SINNESWANDEL DER GESELLSCHAFT
Summa summarum haben wir eine Entwicklung, die sich so beschreiben lässt: Der linke Flügel erlahmt, der rechte Flügel bekommt Zuwachs. Das heißt, wir erleben eine Verschiebung der Mehrheit von Mitte-Links nach Mitte-Rechts. Symptomatisch die Situation in Österreich. Von 1983 bis 2017 gab es zwar eine bürgerliche aber mit 50 Prozent nur schwach abgesicherte Mehrheit. Mittlerweile beträgt diese gut 60 Prozent. Diese Entwicklung ist in Europa zu verfolgen, sie hängt – und das ist der entscheidende Punkt – mit dem Sinneswandel innerhalb der Gesellschaft zusammen.
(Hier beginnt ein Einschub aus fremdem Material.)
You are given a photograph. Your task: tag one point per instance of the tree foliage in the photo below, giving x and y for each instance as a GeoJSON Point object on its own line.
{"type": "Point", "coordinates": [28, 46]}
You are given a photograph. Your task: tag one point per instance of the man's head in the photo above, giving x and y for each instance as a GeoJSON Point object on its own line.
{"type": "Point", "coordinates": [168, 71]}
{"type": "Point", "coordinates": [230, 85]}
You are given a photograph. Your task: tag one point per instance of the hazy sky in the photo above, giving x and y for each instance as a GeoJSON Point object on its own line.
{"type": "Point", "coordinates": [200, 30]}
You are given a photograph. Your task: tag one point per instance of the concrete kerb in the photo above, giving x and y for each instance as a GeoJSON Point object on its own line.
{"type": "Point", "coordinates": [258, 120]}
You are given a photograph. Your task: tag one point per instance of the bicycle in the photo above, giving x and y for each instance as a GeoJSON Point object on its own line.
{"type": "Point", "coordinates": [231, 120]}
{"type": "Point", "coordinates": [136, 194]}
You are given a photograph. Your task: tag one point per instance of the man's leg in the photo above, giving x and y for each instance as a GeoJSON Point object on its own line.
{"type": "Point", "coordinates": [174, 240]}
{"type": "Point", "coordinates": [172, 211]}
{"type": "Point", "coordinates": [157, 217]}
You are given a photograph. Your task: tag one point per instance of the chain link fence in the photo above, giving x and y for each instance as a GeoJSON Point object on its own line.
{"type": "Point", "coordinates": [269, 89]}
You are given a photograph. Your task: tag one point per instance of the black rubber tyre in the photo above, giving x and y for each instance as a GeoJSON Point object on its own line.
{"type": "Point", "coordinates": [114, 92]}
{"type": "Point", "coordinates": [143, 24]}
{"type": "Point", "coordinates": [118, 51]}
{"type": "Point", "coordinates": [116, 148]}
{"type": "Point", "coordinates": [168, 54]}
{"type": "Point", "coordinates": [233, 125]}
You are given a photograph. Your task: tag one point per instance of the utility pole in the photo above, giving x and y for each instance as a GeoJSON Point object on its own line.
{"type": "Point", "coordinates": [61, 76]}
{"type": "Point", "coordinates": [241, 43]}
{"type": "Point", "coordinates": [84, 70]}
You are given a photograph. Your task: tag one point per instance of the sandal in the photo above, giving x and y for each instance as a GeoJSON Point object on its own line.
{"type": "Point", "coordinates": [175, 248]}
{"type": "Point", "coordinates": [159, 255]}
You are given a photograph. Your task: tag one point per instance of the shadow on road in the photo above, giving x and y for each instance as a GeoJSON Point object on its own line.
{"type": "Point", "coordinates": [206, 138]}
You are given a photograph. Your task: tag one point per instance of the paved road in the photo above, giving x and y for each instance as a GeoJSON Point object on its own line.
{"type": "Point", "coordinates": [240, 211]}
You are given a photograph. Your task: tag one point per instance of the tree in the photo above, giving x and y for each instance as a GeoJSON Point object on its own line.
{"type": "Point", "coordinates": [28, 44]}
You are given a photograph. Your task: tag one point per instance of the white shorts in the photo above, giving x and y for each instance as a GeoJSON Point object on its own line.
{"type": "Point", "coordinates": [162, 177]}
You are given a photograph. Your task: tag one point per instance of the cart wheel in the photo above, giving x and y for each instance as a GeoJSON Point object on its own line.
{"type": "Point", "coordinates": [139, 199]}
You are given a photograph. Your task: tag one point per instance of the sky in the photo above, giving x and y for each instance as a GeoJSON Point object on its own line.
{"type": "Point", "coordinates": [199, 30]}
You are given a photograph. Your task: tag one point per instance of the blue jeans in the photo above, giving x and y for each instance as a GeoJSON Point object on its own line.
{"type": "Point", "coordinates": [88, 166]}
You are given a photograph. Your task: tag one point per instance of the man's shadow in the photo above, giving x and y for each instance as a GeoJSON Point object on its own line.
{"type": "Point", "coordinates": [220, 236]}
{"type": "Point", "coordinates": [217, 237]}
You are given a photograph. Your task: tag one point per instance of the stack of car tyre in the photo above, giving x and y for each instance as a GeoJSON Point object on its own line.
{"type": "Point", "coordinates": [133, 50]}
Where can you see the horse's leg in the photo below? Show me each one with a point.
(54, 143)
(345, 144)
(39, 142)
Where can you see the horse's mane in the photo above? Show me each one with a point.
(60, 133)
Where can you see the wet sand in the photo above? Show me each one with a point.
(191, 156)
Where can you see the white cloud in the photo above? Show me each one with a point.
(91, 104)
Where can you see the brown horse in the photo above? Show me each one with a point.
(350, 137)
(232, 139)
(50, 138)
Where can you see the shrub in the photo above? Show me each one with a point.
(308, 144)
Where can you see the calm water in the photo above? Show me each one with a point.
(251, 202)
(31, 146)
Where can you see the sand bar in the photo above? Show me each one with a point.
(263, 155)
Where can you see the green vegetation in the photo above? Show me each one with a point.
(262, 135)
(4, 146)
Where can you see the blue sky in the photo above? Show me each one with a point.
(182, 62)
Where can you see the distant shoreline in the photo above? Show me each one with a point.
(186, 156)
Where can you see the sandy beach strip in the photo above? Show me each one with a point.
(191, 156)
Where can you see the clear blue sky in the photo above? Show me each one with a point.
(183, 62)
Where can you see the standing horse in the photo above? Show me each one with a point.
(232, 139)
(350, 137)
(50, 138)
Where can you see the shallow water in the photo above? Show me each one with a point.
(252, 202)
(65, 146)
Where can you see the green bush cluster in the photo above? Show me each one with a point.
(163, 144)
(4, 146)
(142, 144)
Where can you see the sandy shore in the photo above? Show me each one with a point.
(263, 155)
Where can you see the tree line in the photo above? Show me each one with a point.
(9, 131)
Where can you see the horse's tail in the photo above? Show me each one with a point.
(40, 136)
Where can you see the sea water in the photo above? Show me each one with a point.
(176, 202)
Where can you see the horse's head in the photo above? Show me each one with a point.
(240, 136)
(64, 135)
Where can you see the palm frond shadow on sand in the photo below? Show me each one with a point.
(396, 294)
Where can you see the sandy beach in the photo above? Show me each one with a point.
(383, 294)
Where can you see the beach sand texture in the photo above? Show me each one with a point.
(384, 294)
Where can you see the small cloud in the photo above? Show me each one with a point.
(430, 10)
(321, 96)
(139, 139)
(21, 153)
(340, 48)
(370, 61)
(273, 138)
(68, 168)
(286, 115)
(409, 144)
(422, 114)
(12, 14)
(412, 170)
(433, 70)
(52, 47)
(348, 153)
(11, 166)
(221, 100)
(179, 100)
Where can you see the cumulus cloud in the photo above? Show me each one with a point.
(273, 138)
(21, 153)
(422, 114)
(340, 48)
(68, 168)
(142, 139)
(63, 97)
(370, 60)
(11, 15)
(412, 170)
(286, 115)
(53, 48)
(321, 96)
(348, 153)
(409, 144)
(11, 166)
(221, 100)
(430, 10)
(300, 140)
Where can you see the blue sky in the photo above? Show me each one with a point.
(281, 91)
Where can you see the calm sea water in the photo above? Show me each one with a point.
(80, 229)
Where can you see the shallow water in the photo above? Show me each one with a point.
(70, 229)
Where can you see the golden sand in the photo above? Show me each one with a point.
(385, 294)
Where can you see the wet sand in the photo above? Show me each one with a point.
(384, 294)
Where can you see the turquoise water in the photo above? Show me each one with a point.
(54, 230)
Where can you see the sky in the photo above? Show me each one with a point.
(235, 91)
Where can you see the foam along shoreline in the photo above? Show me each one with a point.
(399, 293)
ES BEGAB SICH BEREITS 2015
Für die Politikwissenschaftler hat die Trendwende bereits 2015 eingesetzt, damit dass geradezu ein Flüchtlings-Tsunami über Europa hereingeschwappt ist. Die Reaktion vieler Handlungsträger, zu glauben mit einer Politik der offenen Tür (Stichwort „Willkommenspolitik“) der Situation Herr werden zu können, erwies sich letztlich als verfehlt und trügerisch. Parallel mit dem Flüchtlings-Tsunami baute sich nämlich eine Bürger-Abwehrfront auf, die einen Abschied von Illusionen und Träumen verlangte. Und angesichts der Konfrontation mit Menschen aus anderen Kulturkreisen sowie einem anderen Religionsverständnis ihr Heil sehr wohl in der Schaffung einer so genannten „Festung Europa“ sah.
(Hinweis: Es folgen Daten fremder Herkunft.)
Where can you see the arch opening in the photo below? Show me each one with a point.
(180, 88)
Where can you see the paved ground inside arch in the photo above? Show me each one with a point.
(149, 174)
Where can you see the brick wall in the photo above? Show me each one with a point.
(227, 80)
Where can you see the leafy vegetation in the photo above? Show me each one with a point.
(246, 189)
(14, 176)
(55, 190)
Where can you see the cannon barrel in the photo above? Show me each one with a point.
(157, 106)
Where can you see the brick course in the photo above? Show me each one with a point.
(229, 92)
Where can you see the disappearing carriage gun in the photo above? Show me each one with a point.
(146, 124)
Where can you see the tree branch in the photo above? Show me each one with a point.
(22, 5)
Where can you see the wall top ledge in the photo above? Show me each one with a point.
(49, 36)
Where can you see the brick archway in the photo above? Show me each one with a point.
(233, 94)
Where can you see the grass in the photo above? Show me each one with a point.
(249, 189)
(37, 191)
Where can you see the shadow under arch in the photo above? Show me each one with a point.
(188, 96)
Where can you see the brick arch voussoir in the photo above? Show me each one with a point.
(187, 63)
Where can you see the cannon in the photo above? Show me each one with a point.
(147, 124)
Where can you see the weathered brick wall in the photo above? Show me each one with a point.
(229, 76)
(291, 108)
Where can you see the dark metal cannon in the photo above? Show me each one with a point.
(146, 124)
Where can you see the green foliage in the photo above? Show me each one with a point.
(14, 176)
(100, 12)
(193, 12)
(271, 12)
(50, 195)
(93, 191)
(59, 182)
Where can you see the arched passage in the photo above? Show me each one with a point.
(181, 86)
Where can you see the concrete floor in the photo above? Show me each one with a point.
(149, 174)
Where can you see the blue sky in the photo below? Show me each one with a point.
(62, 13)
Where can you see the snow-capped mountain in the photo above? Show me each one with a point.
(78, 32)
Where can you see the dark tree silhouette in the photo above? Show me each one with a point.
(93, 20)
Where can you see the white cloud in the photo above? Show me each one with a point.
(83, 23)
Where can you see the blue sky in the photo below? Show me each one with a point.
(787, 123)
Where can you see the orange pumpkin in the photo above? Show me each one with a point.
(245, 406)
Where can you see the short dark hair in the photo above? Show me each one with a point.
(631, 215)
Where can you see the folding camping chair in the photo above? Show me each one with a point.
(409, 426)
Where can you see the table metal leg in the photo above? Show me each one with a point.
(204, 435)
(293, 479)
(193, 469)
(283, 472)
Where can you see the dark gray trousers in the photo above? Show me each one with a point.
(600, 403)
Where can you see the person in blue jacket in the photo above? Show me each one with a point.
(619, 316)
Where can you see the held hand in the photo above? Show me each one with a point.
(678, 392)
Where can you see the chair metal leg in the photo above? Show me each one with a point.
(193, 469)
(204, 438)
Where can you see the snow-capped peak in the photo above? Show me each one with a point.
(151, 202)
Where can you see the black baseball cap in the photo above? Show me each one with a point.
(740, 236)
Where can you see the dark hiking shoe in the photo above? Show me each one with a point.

1968 WAR EINE KULTURREVOLUTION
Genau genommen wurde damit das Ende einer Entwicklung eingeleitet, die von den Ereignissen des Jahres 1968 in Westeuropa gekennzeichnet war. Was damals geschah, war eine Kulturrevolution, begleitet von einem Anstieg des Neomarxismus, vor allem von Angriffen gegen Autorität, Ordnung und Traditionen, dem Glauben an die heilbringende Kraft des Ökologismus, dem Aufstieg der Ideologie des Multikulturalismus sowie nicht zuletzt von Attacken gegen das Christentum und sein Wertegerüst. Schlussendlich hatten wir es mit einem liberalen Ordnungsmodell ohne konservativen Grundlagen zu tun.
DER NEUE MAIN-STREAM
Genau dagegen richtet sich nun der Main-Stream in der öffentlichen Meinung. Es ist dies der Abschied von dem so hochgepriesenen Gesellschaftsmodell „1968“ und eine Hinwendung zu einer europäischen Gesellschaft, die sich ihrer Entstehungsgeschichte und dem Charakter des Kontinents bewusst wird, sich gegen einen aufgezwungen Wandel und eine verordnete Unterwanderung der gewachsenen Strukturen zur Wehr setzt. Kurzum, wir haben es mit einer Zeitenwende zu tun. Die Linken und Grünen werden von dieser Entwicklung bereits erfasst. Auch so manche christ-demokratische und konservative Parteien und deren Repräsentanten, werden sich dem Wandel nicht widersetzen können, wollen sie bestimmende Kraft bleiben oder am Wegrand der Geschichte stehen bleiben.